However, two benefits the Wynne government will enjoy from recent economic developments will be a marginal lowering of road-building costs and new hope for the province’s manufacturing sector based on the steady fall of the Canadian dollar from parity with its U.S. counterpart.

Meanwhile, at the municipal level, new councils in Ontario will be struggling to keep promises made to property taxpayers, promises that in some cases really shouldn’t have been made.

Nowhere is this more obvious than in Toronto, where Mayor John Tory has already had to break a promise not to raise Toronto Transit Commission fares. Clearly, that promise could have been kept simply by raising property taxes that are far below levels found just about everywhere else in Ontario.

Locally, the biggest challenge seems to be that facing Dufferin County Council, which has before it a draft, staff-produced budget calling for a double-digit increase in spending, and with transportation and waste management two areas where costs are rising far faster than the rate of inflation.

The increasing cost of handling wastes is no doubt largely a result of diversion from the old habit of labelling everything trash and dumping it in landfills.
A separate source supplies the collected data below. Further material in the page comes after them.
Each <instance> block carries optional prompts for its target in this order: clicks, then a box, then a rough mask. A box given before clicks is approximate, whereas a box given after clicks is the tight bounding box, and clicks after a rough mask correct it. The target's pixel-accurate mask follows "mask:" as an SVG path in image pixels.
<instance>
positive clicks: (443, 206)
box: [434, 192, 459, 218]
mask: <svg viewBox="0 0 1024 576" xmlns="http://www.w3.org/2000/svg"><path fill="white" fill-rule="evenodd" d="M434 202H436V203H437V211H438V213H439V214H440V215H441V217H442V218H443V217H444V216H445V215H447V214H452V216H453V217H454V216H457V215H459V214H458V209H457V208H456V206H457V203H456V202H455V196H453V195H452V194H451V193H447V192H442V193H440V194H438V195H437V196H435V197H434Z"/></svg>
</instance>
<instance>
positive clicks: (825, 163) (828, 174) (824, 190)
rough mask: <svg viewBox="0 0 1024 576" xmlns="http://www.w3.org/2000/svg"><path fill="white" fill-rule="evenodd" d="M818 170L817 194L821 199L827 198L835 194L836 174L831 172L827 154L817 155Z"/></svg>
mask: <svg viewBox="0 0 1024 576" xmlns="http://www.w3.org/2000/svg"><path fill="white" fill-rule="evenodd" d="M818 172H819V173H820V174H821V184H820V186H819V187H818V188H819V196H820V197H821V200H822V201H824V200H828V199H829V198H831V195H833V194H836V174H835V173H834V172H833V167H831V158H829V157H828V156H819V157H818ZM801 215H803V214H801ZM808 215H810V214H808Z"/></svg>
Having separate streams for recyclables, compostables and ordinary trash is expensive but far preferable in terms of protecting the environment.

The collapse of oil prices may raise a different sort of challenge for local governments.

Assuming that the cost of asphalt is following the price of crude oil, this should be a year when spending on one form of infrastructure, bridges and sidewalks, should be curtailed in favour of spending significantly more on paving, be it to replace gravel roads with their attendent high maintenance costs, or to resurface existing roadways.